Below is an example schema file shipped with this package. system.file().

person_schema <- system.file("extdata", "person-schema.json", package = "schemate")
schema_read(person_schema)
#> {
#>   "version": "1.0.0",
#>   "description": "Person-like named list schema.",
#>   "check": {
#>     "kind": "list"
#>   },
#>   "keys": {
#>     "type": "named",
#>     "must.include": ["id", "name"]
#>   },
#>   "fields": {
#>     "id": {
#>       "description": "Stable integer identifier.",
#>       "check": {
#>         "kind": "integerish",
#>         "len": 1
#>       }
#>     },
#>     "name": {
#>       "description": "Display name.",
#>       "check": {
#>         "kind": "string",
#>         "min.chars": 1
#>       }
#>     },
#>     "email": {
#>       "description": "Optional email address.",
#>       "check": {
#>         "kind": "string",
#>         "min.chars": 3,
#>         "null.ok": true
#>       }
#>     }
#>   }
#> }

Validate

good <- payload
restored |>
    schema_validate(good, mode = "test")
#> [1] FALSE

bad <- payload
bad$items[[1L]]$id <- 0L
restored |>
    schema_validate(bad, mode = "check", name = "payload")
#> [1] "payload$request$id: Must be of type 'single integerish value', not 'character'"

Diagnostics include a path prefix.

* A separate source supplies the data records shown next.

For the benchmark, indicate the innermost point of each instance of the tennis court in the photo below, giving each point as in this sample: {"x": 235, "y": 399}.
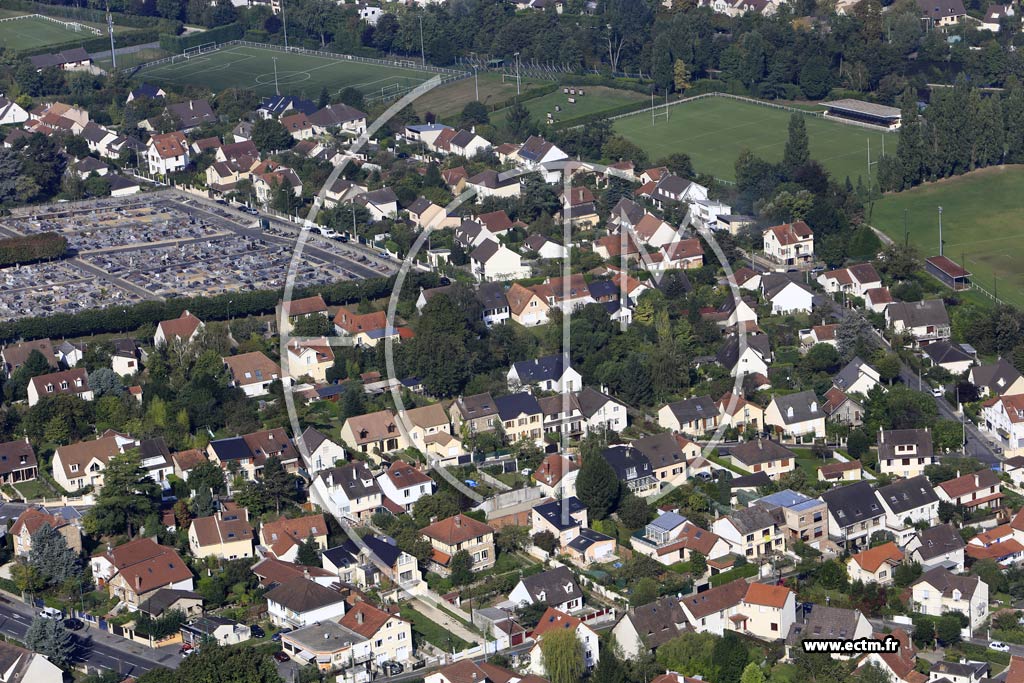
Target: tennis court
{"x": 267, "y": 71}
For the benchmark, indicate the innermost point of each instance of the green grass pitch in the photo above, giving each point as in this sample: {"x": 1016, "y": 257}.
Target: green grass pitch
{"x": 300, "y": 75}
{"x": 714, "y": 130}
{"x": 31, "y": 32}
{"x": 982, "y": 224}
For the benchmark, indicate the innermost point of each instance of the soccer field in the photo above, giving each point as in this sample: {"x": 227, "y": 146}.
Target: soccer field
{"x": 297, "y": 74}
{"x": 714, "y": 130}
{"x": 982, "y": 223}
{"x": 30, "y": 31}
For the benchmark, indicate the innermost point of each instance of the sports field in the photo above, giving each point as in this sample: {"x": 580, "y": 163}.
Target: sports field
{"x": 595, "y": 99}
{"x": 982, "y": 223}
{"x": 29, "y": 31}
{"x": 297, "y": 74}
{"x": 714, "y": 130}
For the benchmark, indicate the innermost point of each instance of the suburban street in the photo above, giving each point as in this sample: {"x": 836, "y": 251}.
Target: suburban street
{"x": 97, "y": 649}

A message starting with payload$items[[1]]$id means the root object named payload failed inside the first item at field id. Messages from leaf checks come from checkmate, while container messages are produced by schemate when fields, names, branches, or references do not match.

Data Frame Inputs

Data frames are also container objects. schemate is not a data quality reporting framework; use it when you want an input schema that can be inferred, edited, saved, and reused.

scores <- data.frame(
    id = 1:3,
    name = c("alice", "bob", "carol"),
    score = c(9.5, 8.0, 7.5)
)

score_schema <- scores |>
    schema_infer(keys = "required") |>
    schema_replace("$id", schema_check("integerish", any.missing = FALSE)) |>
    schema_replace("$score", schema_check("numeric", lower = 0, upper = 10))
score_schema
#> {
#>   "check": {
#>     "kind": "data_frame"
#>   },
#>   "keys": {
#>     "type": "named",
#>     "must.include": ["id", "name", "score"]
#>   },
#>   "fields": {
#>     "id": {
#>       "check": {
#>         "kind": "integerish",
#>         "any.missing": false
#>       }
#>     },
#>     "name": {
#>       "check": {
#>         "kind": "character"
#>       }
#>     },
#>     "score": {
#>       "check": {
#>         "kind": "numeric",
#>         "lower": 0,
#>         "upper": 10
#>       }
#>     }
#>   }
#> }

score_schema |>
    schema_validate(scores, mode = "test")
#> [1] TRUE

bad_scores <- transform(scores, score = as.character(score))
score_schema |>
    schema_validate(bad_scores, mode = "check", name = "scores")
#> [1] "scores$score: Must be of type 'numeric', not 'character'"

Validation Modes

Use validation modes according to the caller. The examples below use one small schema so the return shape is easy to compare.

mode_schema <- schema_doc(list(
    check = list(kind = "list"),
    fields = list(id = schema_check("int", lower = 1))
))
mode_good <- list(id = 1L)
mode_bad <- list(id = 0L)
mode_schema
#> {
#>   "check": {
#>     "kind": "list"
#>   },
#>   "fields": {
#>     "id": {
#>       "check": {
#>         "kind": "int",
#>         "lower": 1
#>       }
#>     }
#>   }
#> }

assert is the default for application code. It returns the input invisibly on success and throws an error on failure.

mode_schema |>
    schema_validate(mode_good)
try(mode_schema |>
    schema_validate(mode_bad, name = "payload"))
#> Error : payload$id: Element 1 is not >= 1

check returns TRUE or a diagnostic string. It is useful when you want to show or store the validation message.

mode_schema |>
    schema_validate(mode_bad, mode = "check", name = "payload")
#> [1] "payload$id: Element 1 is not >= 1"

test returns a plain boolean. It is useful for control flow.

mode_schema |>
    schema_validate(mode_good, mode = "test")
#> [1] TRUE
mode_schema |>
    schema_validate(mode_bad, mode = "test")
#> [1] FALSE

expect returns a testthat-style expectation object for package tests.

mode_schema |>
    schema_validate(mode_good, mode = "expect")
#> <expectation_success/expectation/condition>
#> As expected